Sebuah mobil mewah merek Lexus dengan pelat dinas RI 25 menjadi pusat perhatian setelah terekam melanggar antrean di pintu Tol Cilandak. Aksi ini viral di media sosial dan banyak diperbincangkan. Peristiwa tersebut terlihat dalam video yang diunggah oleh akun Instagram @62dailydose pada Selasa (30/12/2025).
Dalam video tersebut, mobil berwarna putih itu tampak menyerong ke depan kendaraan lain yang sedang menunggu antrean di gerbang tol. Perekam video bahkan mempertanyakan identitas pemilik pelat tersebut sambil menyoroti kondisi lalu lintas yang padat. Dalam unggahan itu, ada dugaan bahwa mobil tersebut digunakan oleh seorang pejabat negara.

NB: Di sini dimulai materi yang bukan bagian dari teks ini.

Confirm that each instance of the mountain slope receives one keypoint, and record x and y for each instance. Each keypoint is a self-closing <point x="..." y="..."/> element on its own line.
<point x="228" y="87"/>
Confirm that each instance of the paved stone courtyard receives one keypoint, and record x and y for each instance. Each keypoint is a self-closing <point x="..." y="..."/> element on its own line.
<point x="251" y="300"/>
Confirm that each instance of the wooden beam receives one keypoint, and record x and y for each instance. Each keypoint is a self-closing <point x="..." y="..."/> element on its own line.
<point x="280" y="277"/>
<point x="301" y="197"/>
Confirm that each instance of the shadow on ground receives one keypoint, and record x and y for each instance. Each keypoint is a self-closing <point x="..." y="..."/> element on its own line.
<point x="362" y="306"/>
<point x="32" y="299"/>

Kasat PJR Ditlantas Polda Metro Jaya, Kompol Dhanar Dono Vernandhie, menjelaskan bahwa nomor registrasi kendaraan bermotor (NRKB) dengan kode RI memang diperuntukkan bagi pejabat tinggi negara. Namun, penggunaan pelat tersebut tetap harus mematuhi peraturan lalu lintas yang sama seperti kendaraan lainnya.
Menurut Dhanar, meskipun di Gerbang Tol Cilandak Utama 2 saat ini tidak ada transaksi pembayaran, pengendara tetap diharuskan mengikuti antrean. Di lokasi tersebut masih terdapat lajur bekas gardu tol lama, sehingga kendaraan dari arah Tol Desari seharusnya masuk secara bergiliran.
"Semestinya setiap kendaraan mengikuti antrean yang teratur tidak menyerobot kendaraan lain karena situasi jalan yang sempit ketika melintas gardu tol tersebut. Dengan demikian perilaku pengemudi adalah tidak tertib," ujar dia, Jumat (2/1/2026).
Advertisement
Terkait keaslian pelat RI 25 yang terpasang di mobil Lexus, Dhanar mengungkapkan bahwa ia belum dapat memastikan hal tersebut. Ia saat ini sedang menunggu konfirmasi dari instansi terkait untuk mengetahui apakah benar kendaraan dinas mewah jenis Lexus tersebut ada dalam kepemilikan mereka atau tidak. Dari konfirmasi yang diperoleh, akan dapat dipastikan apakah pelat tersebut asli atau tidak sah.
"Untuk peristiwa tersebut kita masih menunggu konfirmasi dari instansi terkait benar tidaknya kendaraan tersebut itu milik atau dikuasai instansi tersebut," ujar dia.
Di sisi lain, Dhanar menegaskan bahwa penindakan terhadap pelanggaran lalu lintas di jalan tol saat ini difokuskan pada pelanggaran yang berpotensi menyebabkan kecelakaan atau mengandung unsur pidana. Untuk pelanggaran yang tidak termasuk dalam kategori tersebut, kepolisian lebih mengedepankan imbauan dan teguran.
"Saat ini penindakan pelanggaran lalu lintas di jalan tol dibatasi pelanggaran yang memiliki potensi kecelakaan maupun terindikasi tindak pidana, selain itu kita berikan himbauan saja," ucap dia.
Dalam kesempatan tersebut, Dhanar juga meluruskan narasi yang beredar di media sosial mengenai waktu kejadian. Berdasarkan pengecekan rekaman CCTV, ia memastikan bahwa kejadian tersebut tidak terjadi pada 29 Desember 2025, seperti yang ramai diberitakan.
"Narasi bahwa kejadian terjadi pada tanggal 29/12/2025 adalah tidak benar, karena pemeriksaan CCTV di tanggal tersebut tidak ditemukan adanya kepadatan lalu lintas dan tidak ditemukan kendaraan yang ada di video tersebut," ujar dia.